With regard to co-benefits—the method of mercury reduction favored by DEP’s proposed state-level mercury reduction rule—a 2004 report by the National Wildlife Federation examined the pollution control technologies being used by coal-fired power plants to meet federal pollution reduction requirements for pollutants such as particulates, sulfur dioxide and nitrogen oxides, and then examined the mercury reductions that could be met using these same technologies. By examining EPA data, the report found that several technologies designed for controlling pollutants other than mercury, were capable of achieving a co-benefit of 90 percent mercury reductions at plants burning bituminous coal—the type of coal burned at the vast majority of Pennsylvania’s coal-fired power plants. Specifically, the report found that fabric filters, and fabric filters with wet scrubbers were capable of achieving 90 percent and greater mercury reductions from plants burning bituminous coals.

In a presentation before DEP’s Mercury Rule Workgroup, David Foerter with the Institute of Clean Air Companies examined co-benefits achievable without using fabric filters. His research found that 80 percent mercury reductions were possible using wet scrubbers with an additive to help with mercury removal, and 90 percent and greater mercury reductions were possible using wet scrubbers with selective catalytic reduction technology. Mr. Foerter’s presentation also included presentations on a number of other emerging multi-pollutant control technologies, capable of 80 to 90 percent mercury reductions as well as significant reductions in other pollutants.

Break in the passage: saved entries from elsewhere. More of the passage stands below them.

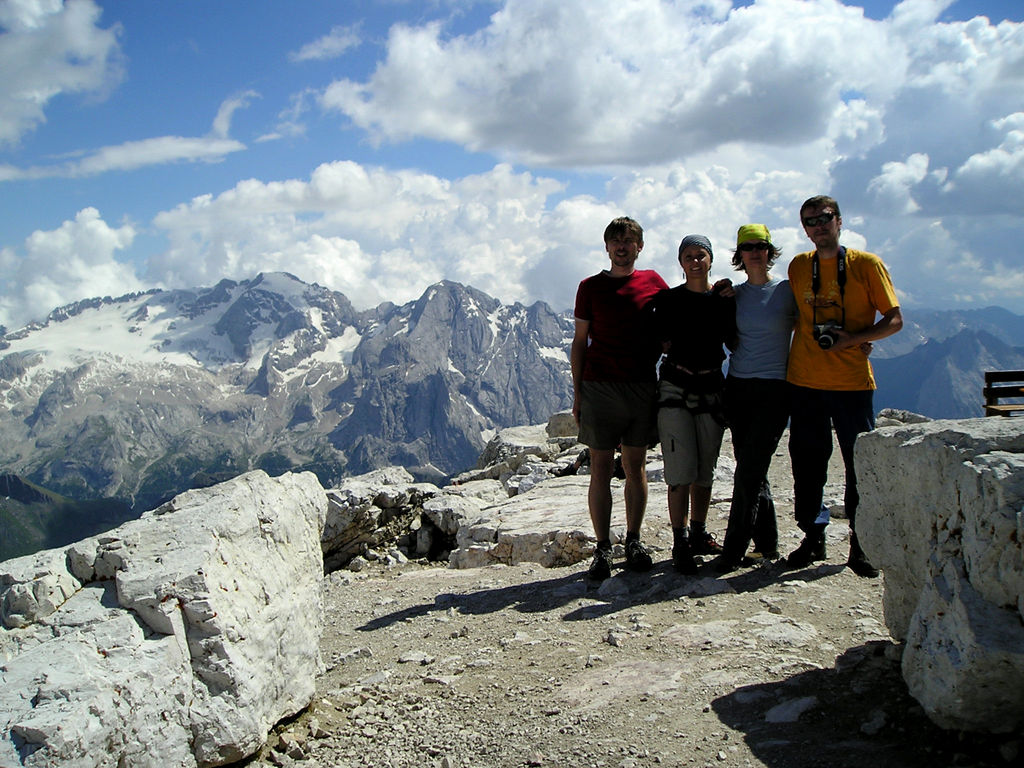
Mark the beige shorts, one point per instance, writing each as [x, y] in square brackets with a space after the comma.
[613, 414]
[690, 442]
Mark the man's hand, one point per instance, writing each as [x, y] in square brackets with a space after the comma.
[724, 288]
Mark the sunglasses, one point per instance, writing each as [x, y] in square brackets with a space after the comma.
[821, 218]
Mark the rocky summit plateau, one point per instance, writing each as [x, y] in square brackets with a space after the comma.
[389, 622]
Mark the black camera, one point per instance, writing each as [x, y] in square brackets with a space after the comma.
[824, 334]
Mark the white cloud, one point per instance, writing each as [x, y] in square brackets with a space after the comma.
[75, 261]
[894, 186]
[587, 83]
[996, 173]
[373, 233]
[48, 49]
[332, 45]
[222, 122]
[134, 155]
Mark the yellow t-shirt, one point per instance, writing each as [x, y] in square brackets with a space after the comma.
[868, 292]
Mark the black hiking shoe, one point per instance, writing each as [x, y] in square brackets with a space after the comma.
[637, 556]
[705, 544]
[858, 561]
[600, 566]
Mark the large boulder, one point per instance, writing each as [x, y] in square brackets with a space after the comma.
[549, 525]
[942, 514]
[177, 639]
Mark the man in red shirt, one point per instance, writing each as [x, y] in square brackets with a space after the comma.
[614, 393]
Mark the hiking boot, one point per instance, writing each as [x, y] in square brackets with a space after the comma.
[637, 556]
[705, 544]
[858, 561]
[811, 549]
[600, 567]
[682, 558]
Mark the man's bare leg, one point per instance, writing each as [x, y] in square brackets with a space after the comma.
[635, 493]
[599, 494]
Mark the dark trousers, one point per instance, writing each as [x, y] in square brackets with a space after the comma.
[757, 411]
[814, 413]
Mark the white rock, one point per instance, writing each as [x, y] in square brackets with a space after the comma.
[206, 636]
[548, 525]
[950, 544]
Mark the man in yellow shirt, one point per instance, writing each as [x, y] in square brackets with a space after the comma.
[845, 300]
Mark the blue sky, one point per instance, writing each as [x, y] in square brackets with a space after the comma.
[376, 147]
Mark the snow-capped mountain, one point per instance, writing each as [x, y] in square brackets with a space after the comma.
[144, 395]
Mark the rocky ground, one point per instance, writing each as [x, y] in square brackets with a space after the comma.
[524, 666]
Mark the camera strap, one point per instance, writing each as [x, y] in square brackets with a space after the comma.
[816, 284]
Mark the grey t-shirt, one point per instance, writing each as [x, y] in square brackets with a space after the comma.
[765, 315]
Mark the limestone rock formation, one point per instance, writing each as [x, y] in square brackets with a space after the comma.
[178, 639]
[942, 514]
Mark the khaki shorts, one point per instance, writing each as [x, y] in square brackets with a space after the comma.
[690, 442]
[613, 414]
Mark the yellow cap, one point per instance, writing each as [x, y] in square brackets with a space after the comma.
[753, 231]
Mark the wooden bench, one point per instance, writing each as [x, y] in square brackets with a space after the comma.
[1000, 385]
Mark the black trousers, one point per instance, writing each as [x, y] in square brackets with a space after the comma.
[757, 411]
[814, 413]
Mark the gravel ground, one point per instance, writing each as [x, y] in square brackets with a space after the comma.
[525, 666]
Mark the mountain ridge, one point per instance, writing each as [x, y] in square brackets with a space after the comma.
[135, 396]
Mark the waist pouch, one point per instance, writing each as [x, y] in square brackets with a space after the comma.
[712, 382]
[701, 392]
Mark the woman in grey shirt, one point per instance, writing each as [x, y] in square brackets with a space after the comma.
[756, 394]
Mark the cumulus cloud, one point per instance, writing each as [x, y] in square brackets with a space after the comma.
[50, 48]
[75, 261]
[372, 233]
[586, 83]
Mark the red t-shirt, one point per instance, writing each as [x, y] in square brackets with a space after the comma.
[623, 345]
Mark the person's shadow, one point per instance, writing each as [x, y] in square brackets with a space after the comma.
[857, 715]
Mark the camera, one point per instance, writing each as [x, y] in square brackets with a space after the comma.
[824, 334]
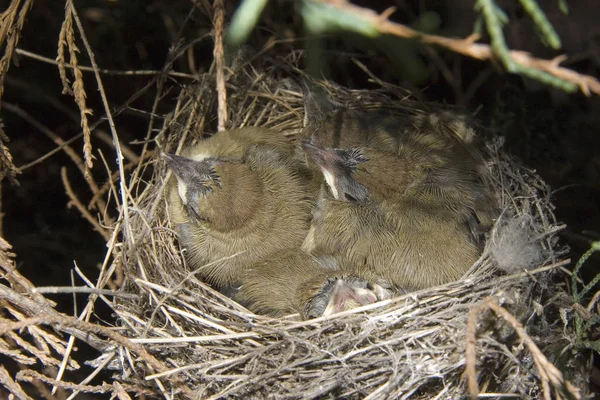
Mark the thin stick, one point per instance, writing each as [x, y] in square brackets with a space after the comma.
[81, 289]
[549, 374]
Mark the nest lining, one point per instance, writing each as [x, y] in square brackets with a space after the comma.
[410, 346]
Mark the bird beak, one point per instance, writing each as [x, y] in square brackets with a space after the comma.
[346, 297]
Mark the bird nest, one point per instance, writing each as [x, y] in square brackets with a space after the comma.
[498, 330]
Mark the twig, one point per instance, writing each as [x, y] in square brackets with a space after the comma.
[106, 71]
[11, 32]
[75, 202]
[549, 374]
[81, 289]
[60, 321]
[107, 110]
[219, 54]
[67, 39]
[380, 22]
[12, 386]
[31, 376]
[59, 142]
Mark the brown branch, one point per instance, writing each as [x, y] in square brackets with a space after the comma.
[78, 91]
[59, 142]
[32, 376]
[467, 47]
[107, 109]
[10, 32]
[219, 55]
[12, 386]
[63, 64]
[75, 202]
[59, 321]
[549, 374]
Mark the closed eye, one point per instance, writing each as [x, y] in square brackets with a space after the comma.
[195, 216]
[350, 198]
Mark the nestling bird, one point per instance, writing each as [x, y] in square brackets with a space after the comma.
[236, 198]
[396, 218]
[440, 149]
[298, 282]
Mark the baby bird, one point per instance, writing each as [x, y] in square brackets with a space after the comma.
[235, 142]
[395, 218]
[233, 202]
[298, 282]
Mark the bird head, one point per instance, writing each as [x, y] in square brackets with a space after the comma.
[219, 192]
[338, 167]
[337, 295]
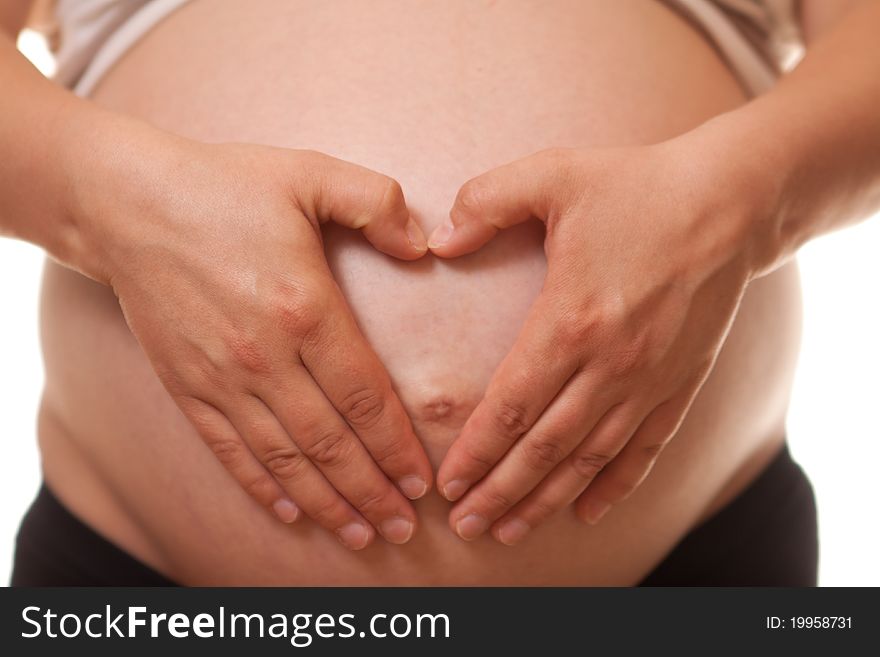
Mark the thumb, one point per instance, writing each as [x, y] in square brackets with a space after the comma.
[356, 197]
[503, 197]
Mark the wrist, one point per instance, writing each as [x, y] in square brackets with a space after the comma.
[112, 165]
[745, 176]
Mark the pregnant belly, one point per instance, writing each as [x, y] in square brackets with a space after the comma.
[432, 94]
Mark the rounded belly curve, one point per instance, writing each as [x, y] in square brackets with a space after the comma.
[431, 94]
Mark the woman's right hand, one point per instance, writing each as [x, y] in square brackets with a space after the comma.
[217, 260]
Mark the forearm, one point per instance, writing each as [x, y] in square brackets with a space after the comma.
[811, 147]
[60, 153]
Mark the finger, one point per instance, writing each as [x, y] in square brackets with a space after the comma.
[332, 447]
[354, 380]
[570, 477]
[564, 424]
[356, 197]
[524, 384]
[621, 477]
[229, 448]
[498, 199]
[295, 473]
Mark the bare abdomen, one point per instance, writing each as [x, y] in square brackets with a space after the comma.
[432, 94]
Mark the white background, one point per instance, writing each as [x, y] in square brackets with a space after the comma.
[832, 424]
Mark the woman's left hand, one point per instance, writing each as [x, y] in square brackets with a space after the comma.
[649, 250]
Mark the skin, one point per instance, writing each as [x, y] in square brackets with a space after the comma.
[636, 336]
[251, 332]
[67, 250]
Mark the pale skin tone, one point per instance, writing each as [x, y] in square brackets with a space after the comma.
[631, 318]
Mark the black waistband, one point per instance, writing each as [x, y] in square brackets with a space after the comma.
[765, 537]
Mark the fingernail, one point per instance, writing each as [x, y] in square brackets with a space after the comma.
[415, 235]
[441, 234]
[286, 511]
[397, 530]
[455, 489]
[595, 510]
[413, 486]
[513, 531]
[471, 526]
[354, 536]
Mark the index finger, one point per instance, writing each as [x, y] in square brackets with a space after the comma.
[524, 384]
[357, 384]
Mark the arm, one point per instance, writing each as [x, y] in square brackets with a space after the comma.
[816, 135]
[616, 348]
[214, 251]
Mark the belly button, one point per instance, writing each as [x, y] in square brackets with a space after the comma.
[437, 409]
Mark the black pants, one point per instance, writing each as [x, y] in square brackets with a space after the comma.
[765, 537]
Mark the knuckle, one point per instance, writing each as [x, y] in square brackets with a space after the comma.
[368, 501]
[249, 354]
[389, 452]
[284, 463]
[390, 195]
[618, 489]
[332, 448]
[625, 362]
[541, 455]
[477, 455]
[577, 329]
[512, 419]
[497, 499]
[587, 464]
[541, 508]
[296, 309]
[260, 488]
[327, 511]
[228, 452]
[363, 407]
[652, 451]
[473, 198]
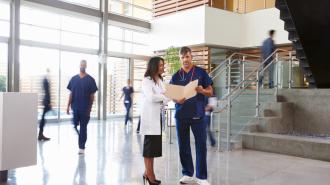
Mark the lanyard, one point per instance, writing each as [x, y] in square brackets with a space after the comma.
[182, 76]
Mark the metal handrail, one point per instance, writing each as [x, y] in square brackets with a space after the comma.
[230, 97]
[230, 57]
[253, 72]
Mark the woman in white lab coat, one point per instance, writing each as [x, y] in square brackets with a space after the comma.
[152, 102]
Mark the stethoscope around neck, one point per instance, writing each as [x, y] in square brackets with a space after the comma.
[181, 73]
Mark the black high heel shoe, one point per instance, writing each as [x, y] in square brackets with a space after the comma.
[145, 178]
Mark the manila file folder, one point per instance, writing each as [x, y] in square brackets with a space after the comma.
[178, 92]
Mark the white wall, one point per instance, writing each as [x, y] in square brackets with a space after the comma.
[210, 26]
[258, 23]
[223, 28]
[182, 28]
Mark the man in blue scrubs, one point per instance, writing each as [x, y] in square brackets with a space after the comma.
[267, 48]
[189, 115]
[127, 93]
[83, 88]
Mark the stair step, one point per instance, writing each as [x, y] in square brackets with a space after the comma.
[297, 45]
[280, 4]
[289, 25]
[314, 148]
[300, 54]
[293, 36]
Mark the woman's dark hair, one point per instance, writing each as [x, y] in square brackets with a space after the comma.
[152, 69]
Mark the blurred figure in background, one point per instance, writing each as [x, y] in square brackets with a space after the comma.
[47, 106]
[127, 93]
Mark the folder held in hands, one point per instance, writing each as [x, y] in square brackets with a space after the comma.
[178, 92]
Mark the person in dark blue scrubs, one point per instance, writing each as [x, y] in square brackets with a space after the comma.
[207, 119]
[127, 93]
[83, 88]
[47, 107]
[267, 48]
[189, 115]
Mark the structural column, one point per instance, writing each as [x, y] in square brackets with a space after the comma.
[103, 36]
[13, 47]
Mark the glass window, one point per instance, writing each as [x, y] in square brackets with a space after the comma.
[128, 41]
[3, 67]
[118, 73]
[54, 28]
[139, 68]
[141, 50]
[79, 25]
[128, 35]
[4, 11]
[37, 17]
[115, 32]
[29, 32]
[142, 38]
[79, 40]
[4, 28]
[89, 3]
[4, 19]
[70, 63]
[31, 76]
[115, 45]
[140, 9]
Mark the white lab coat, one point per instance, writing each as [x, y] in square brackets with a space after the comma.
[152, 101]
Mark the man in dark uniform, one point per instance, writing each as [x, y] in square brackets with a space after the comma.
[83, 88]
[267, 48]
[47, 107]
[189, 115]
[127, 93]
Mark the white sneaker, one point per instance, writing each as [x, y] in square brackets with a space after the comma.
[203, 182]
[187, 180]
[81, 151]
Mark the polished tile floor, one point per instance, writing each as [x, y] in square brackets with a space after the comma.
[113, 157]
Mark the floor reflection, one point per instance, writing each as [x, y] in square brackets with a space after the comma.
[114, 157]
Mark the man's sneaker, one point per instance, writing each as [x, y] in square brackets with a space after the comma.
[81, 152]
[203, 182]
[187, 180]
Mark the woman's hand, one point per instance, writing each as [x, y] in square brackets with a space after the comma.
[200, 89]
[180, 101]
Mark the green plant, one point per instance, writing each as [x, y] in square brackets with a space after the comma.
[173, 60]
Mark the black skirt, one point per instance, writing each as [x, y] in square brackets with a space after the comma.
[152, 146]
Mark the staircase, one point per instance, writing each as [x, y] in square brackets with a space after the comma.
[308, 25]
[239, 107]
[289, 26]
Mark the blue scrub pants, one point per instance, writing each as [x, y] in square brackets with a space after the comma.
[198, 128]
[81, 118]
[128, 108]
[207, 120]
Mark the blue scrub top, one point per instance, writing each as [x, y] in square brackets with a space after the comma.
[268, 47]
[194, 107]
[127, 93]
[81, 90]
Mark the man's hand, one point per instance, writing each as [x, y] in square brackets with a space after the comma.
[208, 108]
[200, 89]
[180, 101]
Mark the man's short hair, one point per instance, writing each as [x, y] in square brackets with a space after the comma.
[83, 62]
[184, 50]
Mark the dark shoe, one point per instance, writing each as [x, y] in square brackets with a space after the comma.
[76, 129]
[43, 138]
[156, 182]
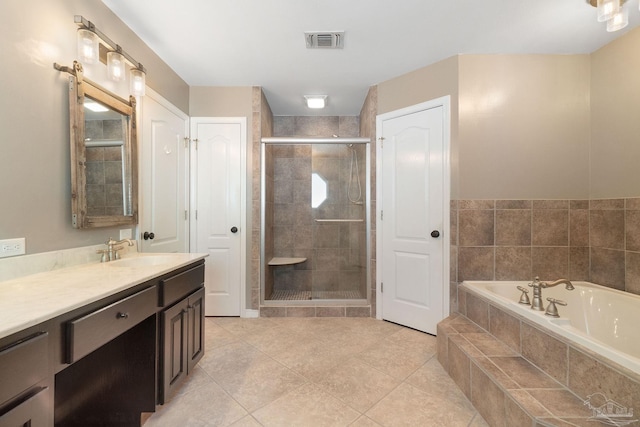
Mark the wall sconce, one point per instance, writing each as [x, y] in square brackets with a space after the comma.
[89, 39]
[137, 79]
[115, 65]
[316, 101]
[87, 46]
[611, 12]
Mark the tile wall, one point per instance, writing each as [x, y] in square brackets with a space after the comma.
[593, 240]
[104, 169]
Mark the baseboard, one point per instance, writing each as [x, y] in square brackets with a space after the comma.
[251, 314]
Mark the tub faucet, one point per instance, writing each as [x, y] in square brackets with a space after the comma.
[111, 253]
[537, 286]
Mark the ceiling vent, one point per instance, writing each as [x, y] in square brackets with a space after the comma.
[324, 39]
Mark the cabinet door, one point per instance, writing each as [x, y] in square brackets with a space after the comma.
[174, 360]
[195, 337]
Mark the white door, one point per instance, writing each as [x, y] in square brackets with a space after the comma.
[413, 155]
[218, 226]
[164, 223]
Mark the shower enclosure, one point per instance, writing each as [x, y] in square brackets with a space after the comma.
[315, 219]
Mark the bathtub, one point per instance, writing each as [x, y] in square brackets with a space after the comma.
[601, 319]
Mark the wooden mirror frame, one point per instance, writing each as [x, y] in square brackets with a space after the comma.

Regarding mercury-specific controls, DEP’s Mercury Rule Workgroup heard several compelling presentations as to the availability of technologies that can achieve significant mercury pollution reductions at Pennsylvania’s coal-fired power plants. The most promising of the mercury-specific technologies is known as activated carbon injection, or “ACI.” This technology injects an absorbent carbon into the flue gas, absorbing and trapping the mercury before it escapes out of the smokestack. ACI technologies have achieved 90 percent reductions in full-scale tests at several power plants nationwide that burn bituminous coal. A Workgroup presentation by Mike Durham with the Institute of Clean Air Companies also referenced a year-long test at a power plant burning bituminous coal that achieved 90 percent mercury removal. Mr. Durham also pointed out that an advantage of ACI is that it is a flexible control technology—the amount of activated carbon and the type of activated carbon used can be easily adjusted at each plant using the same hardware, depending on the desired pollution reduction levels.

The Workgroup also heard a presentation from Sid Nelson of Sorbent Technologies Corporation, which manufactures and installs mercury pollution control technologies. Specifically, Sorbent Technologies specializes in adding substances such as bromine to the injected carbon to optimize the mercury removal of ACI systems. Mr. Nelson’s presentation said that 80 percent mercury reductions would be achievable at Pennsylvania coal-fired power plants by 2008, and 90 percent reductions would be achievable and inexpensive by 2012. This is consistent with a Workgroup presentation by Thomas Feeley with the National Energy Technology Laboratory, who cited field tests at plants using bituminous coal showing 80 percent reductions using ACI technologies.

Conclusion: Given the serious environmental and public health threat posed by mercury pollution in Pennsylvania, the availability of pollution control technologies to significantly reduce this mercury pollution, and the Bush administration’s weakening of mercury protections at the federal level, PennEnvironment is supportive of DEP’s state-specific mercury reduction rule to require 90 percent mercury reductions from Pennsylvania’s coal-fired power plants by 2015, without mercury trading. Thank you again for the opportunity to testify on this issue.